FILM-FORWARD.COMReviews of Recent Independent, Foreign, & Documentary Films in Theaters and DVD/Home Video
Directed & Written by: Lars von Trier. Produced by: Vibeke Windeløv. Director of Photography: Anthony Dod Mantle. Edited by: Molly Malene Stensgaard. Music by: Joachim Holbek. Released by: IFC. Country of Origin: Denmark. 133 min. Rated: R. With: Bryce Dallas Howard, Isaach De Bankolé, Danny Glover, Willem Dafoe, Lauren Bacall, Chloë Sevigny, Udo Kier, Michaël Abiteboul & Jean-Marc Barr.
Let’s get this out of the way quickly: If you liked Dogville, you should see Manderlay.
If you didn’t like Dogville, don’t bother seeing this. If you’ve never seen Dogville, go rent Breaking the Waves and scuttle up the Lars von Trier ladder from there - it’s all a little easier to swallow that way.
That said, Manderlay picks up where its older sibling left off. Grace, still less of a character and more of a walking philosophy on highly improbable stilts, has agreed to take part in her gangster father’s illicit business. But even after setting fire to Dogville in her valiant attempt to spread democracy by any means necessary, Grace (now played by Bryce Dallas Howard) still believes she can turn the world on with her smile, using her newfound firearms and mob lawyers to right America’s wrongs. After she spots a slave plantation still functioning 70 years since the Civil War and Reconstruction has come and gone, she feels it’s her duty, as a white woman of power, to intervene. Oh, Grace. How many rape scenes do we have to sit through until you realize Pollyanna only worked because of Hayley Mills?

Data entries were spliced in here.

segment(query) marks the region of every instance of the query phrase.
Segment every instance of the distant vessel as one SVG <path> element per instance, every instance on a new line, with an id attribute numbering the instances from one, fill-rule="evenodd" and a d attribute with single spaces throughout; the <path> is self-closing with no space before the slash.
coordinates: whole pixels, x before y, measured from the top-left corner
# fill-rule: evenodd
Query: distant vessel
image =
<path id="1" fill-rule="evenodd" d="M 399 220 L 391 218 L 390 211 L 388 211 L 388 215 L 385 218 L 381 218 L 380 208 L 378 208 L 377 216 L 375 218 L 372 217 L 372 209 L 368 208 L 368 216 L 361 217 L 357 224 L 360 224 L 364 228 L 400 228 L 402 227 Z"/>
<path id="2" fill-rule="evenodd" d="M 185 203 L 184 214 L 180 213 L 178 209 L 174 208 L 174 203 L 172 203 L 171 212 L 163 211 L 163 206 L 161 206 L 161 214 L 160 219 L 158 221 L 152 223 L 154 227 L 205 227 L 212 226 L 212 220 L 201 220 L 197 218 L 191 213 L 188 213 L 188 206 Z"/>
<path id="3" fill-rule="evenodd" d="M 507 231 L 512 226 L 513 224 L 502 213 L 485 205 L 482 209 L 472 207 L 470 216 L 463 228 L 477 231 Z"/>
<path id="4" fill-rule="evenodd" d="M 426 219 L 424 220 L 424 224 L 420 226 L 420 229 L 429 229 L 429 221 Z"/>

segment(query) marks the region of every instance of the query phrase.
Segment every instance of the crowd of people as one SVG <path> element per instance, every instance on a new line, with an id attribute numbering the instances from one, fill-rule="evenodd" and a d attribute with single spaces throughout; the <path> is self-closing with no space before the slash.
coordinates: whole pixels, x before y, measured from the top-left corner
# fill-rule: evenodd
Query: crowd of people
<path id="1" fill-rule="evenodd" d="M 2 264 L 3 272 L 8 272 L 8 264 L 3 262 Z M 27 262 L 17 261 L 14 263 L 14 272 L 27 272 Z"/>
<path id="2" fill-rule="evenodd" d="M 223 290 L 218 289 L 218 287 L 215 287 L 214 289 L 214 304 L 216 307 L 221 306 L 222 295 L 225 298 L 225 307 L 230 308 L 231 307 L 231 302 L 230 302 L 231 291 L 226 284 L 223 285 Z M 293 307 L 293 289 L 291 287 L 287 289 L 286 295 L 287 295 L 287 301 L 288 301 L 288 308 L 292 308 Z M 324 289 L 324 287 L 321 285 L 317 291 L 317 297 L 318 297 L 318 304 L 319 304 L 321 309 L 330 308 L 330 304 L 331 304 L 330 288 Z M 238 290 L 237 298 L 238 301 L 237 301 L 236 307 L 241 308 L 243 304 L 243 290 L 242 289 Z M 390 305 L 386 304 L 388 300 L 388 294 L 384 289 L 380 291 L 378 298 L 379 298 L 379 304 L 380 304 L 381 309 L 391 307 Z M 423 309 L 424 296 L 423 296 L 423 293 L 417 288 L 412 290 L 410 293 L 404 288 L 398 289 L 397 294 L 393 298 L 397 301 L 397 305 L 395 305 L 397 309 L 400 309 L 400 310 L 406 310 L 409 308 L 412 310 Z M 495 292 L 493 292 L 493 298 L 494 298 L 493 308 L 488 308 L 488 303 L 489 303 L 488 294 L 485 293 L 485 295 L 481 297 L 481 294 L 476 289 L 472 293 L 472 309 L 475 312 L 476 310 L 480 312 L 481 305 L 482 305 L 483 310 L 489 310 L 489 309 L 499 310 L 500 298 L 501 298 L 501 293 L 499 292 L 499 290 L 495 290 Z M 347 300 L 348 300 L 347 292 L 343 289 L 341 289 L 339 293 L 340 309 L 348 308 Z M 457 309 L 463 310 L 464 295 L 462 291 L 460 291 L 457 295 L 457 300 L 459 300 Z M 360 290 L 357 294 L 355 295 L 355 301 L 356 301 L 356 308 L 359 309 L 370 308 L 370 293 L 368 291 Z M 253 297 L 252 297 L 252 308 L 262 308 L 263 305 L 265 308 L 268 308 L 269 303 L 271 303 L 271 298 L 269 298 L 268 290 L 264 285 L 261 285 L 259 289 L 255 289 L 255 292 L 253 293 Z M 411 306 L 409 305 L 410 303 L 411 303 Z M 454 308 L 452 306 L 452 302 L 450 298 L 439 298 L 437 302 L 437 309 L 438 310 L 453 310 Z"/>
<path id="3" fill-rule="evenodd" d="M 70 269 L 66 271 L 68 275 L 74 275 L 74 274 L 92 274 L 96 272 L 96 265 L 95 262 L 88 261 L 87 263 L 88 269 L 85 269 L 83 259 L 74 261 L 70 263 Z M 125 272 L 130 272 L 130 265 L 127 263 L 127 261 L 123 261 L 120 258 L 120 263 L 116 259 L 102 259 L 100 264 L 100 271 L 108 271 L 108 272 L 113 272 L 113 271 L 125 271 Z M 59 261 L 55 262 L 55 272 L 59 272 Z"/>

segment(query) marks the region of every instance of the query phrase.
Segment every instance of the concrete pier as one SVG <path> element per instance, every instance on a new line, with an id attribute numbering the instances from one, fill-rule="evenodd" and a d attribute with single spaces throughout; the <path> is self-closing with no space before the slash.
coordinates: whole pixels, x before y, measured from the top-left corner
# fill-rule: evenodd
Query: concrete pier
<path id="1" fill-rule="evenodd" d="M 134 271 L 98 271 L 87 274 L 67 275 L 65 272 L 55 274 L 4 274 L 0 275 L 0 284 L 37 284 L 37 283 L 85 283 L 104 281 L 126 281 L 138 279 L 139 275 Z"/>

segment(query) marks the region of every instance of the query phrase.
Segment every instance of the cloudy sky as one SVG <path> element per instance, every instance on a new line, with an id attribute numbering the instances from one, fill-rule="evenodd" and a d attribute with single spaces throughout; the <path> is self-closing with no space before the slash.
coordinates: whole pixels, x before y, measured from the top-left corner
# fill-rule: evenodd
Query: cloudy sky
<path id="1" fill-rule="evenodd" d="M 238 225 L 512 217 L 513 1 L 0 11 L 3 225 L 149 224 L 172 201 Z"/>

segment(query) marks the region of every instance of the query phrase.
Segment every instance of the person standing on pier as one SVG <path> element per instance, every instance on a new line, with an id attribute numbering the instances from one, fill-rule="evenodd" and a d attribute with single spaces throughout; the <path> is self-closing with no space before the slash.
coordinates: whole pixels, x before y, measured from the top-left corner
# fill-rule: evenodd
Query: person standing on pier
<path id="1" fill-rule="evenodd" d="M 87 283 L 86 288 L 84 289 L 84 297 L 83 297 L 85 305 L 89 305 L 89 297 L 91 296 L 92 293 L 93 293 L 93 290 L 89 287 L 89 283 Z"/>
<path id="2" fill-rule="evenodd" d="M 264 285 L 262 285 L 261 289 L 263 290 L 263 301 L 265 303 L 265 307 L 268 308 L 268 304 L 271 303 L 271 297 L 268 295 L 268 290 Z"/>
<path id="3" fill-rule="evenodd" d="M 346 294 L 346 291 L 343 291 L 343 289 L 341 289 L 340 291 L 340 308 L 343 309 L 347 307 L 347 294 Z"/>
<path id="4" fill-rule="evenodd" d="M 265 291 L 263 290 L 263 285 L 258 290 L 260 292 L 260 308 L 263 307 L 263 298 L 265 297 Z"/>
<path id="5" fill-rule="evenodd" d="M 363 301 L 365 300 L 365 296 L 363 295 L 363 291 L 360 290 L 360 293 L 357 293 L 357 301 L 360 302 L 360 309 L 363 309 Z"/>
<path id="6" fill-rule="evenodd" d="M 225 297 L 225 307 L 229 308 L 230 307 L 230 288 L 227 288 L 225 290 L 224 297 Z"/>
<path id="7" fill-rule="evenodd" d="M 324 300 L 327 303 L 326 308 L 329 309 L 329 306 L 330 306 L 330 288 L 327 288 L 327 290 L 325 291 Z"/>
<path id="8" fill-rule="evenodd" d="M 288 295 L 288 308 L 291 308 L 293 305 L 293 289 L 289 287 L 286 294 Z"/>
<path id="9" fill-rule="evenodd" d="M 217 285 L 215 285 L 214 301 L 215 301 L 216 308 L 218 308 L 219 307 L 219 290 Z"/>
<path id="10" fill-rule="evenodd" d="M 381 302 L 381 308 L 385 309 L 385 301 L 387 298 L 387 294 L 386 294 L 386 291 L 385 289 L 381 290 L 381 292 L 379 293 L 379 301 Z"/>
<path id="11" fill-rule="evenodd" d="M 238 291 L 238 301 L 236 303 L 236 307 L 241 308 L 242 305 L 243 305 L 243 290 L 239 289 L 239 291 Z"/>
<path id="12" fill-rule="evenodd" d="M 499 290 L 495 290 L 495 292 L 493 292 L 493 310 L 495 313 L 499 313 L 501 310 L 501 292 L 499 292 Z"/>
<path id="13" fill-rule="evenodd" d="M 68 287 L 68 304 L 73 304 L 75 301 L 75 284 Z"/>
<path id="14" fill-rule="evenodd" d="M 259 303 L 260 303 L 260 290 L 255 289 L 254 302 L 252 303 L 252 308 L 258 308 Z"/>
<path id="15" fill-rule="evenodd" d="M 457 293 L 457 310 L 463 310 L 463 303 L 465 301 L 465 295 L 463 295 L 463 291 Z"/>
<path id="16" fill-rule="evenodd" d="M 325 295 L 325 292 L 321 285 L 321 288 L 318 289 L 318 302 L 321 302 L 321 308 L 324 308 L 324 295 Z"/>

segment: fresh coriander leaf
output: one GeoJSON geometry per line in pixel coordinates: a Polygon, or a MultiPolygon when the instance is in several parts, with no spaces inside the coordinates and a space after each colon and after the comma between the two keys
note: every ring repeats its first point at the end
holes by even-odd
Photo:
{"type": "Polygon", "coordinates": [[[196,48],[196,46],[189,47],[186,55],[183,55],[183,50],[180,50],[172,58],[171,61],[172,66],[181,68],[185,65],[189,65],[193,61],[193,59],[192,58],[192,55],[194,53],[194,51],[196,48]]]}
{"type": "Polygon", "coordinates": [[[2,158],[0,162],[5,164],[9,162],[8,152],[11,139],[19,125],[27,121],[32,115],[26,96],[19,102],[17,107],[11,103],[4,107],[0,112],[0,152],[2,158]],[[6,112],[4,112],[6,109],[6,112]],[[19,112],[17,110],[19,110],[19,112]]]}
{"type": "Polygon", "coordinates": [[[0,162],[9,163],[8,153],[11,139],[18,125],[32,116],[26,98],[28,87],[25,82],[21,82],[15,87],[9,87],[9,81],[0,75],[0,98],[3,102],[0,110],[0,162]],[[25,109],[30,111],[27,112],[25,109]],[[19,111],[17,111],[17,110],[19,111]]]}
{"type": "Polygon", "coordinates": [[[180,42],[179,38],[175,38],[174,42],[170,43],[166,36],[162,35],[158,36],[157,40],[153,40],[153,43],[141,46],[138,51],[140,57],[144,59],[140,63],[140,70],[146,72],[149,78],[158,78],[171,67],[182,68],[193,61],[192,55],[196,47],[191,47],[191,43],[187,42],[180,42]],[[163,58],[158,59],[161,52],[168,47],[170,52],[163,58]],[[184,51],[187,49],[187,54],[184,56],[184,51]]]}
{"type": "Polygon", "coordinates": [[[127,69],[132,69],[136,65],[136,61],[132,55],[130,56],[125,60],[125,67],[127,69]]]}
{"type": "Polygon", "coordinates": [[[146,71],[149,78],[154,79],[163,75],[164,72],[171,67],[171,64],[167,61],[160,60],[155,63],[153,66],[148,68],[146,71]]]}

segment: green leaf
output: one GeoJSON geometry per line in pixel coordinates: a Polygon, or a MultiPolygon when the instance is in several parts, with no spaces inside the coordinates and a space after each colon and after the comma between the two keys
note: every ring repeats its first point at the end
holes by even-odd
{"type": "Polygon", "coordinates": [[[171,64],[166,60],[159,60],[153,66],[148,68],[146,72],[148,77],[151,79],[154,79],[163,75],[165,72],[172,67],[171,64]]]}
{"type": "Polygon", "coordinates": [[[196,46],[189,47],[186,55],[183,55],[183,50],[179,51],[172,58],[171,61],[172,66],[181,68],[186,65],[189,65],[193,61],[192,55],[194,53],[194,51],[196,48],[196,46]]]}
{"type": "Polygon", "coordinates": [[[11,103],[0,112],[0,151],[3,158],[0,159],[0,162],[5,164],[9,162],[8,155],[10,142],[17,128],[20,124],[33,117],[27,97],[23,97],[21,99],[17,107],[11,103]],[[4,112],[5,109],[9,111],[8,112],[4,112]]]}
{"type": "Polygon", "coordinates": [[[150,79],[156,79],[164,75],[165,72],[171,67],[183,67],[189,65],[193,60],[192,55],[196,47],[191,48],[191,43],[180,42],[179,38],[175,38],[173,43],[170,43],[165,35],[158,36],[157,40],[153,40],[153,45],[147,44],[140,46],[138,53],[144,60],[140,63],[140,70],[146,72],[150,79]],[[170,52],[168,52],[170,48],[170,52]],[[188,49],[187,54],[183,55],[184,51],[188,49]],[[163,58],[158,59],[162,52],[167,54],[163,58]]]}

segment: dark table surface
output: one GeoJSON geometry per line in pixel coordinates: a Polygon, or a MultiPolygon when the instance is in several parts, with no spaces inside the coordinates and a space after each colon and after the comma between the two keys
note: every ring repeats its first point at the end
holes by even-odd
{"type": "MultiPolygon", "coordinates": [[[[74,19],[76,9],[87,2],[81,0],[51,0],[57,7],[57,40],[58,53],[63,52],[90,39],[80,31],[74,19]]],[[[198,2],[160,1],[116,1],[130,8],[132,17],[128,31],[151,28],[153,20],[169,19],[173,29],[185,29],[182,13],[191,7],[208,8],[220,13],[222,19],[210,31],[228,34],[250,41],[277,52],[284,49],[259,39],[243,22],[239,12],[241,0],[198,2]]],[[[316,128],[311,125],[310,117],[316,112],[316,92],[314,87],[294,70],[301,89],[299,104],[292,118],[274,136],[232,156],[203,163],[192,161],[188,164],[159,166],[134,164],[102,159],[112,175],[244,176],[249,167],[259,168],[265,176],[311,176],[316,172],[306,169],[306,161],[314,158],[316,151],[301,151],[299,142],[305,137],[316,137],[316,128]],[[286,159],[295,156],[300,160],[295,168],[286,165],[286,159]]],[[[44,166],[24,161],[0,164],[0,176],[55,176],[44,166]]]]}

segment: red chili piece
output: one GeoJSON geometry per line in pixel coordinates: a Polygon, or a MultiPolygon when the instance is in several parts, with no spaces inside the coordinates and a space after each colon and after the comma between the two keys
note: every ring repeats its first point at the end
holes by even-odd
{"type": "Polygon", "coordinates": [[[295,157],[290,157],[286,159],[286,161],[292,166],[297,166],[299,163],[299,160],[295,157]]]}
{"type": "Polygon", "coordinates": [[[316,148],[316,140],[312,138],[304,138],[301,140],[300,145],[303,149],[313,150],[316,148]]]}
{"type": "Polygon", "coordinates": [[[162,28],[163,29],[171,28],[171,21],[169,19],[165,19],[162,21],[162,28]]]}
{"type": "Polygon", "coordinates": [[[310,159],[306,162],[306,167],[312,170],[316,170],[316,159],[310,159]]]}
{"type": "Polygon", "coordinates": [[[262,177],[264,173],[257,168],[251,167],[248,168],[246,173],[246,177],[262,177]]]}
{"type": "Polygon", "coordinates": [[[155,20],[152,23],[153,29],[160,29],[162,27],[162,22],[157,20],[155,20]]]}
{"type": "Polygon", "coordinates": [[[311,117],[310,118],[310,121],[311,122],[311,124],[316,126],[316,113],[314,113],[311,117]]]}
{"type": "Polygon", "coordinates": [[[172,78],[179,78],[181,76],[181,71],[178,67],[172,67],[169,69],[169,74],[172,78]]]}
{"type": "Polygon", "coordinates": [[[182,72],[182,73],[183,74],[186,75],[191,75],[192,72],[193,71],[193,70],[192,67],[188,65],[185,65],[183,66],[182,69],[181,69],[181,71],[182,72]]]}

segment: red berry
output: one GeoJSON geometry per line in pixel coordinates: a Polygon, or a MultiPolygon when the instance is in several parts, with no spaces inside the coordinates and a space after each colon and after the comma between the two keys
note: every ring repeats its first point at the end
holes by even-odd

The second edition in von Trier’s “America the Beautiful” trilogy continues its jumbled mass of philosophy, politics, and punditry. Like Dogville, the allegory is not a one-to-one reference; slavery is used primarily to discuss America’s foreign policy, but also American mythology, sexuality, democracy, liberalism, racism, and, of course, as many philosophers as it takes to build a nation. It’s not an easy film to digest. And it’s not an easy task getting past the out-and-out use of slavery as a metaphor to reach these issues - but it is profitable if you can.
It helps to lean toward the left - the farther the better - to enjoy von Trier’s recent additions to his filmography, particularly
since Manderlay has a scope that reaches wider and more violently than its predecessor. The narrative is devalued in favor of symbolic
content, with subplots which feel more like 10-minute metaphors (including one intentionally hilarious and painful vignette where Grace quakes in shameful lust as her
“trembling cotton seedling of desire” grows for Timothy [Isaach De Bankolé], “the proud nigger"). Dogville seems peppy and straightforward in comparison.
As effective as Nicole Kidman was in Dogville, her replacement brings more to Grace, the poster-child of white guilt, than Kidman’s stone-faced portrayal ever could. And Howard’s interactions with Willem Dafoe (as Grace’s father, also recast) are more layered in sheer acting ability than their predecessors. The international celebrity-fest who played Dogville’s townsfolk return as players in the Manderlay plantation, hinting at deeper symbolism and pushing the trilogy’s connections to theatrical minimalism even further than its austere set suggests. Dogville’s crew also returns, but this time allowing a more lush quality, seemingly playing down its staginess for a more accessible visual experience.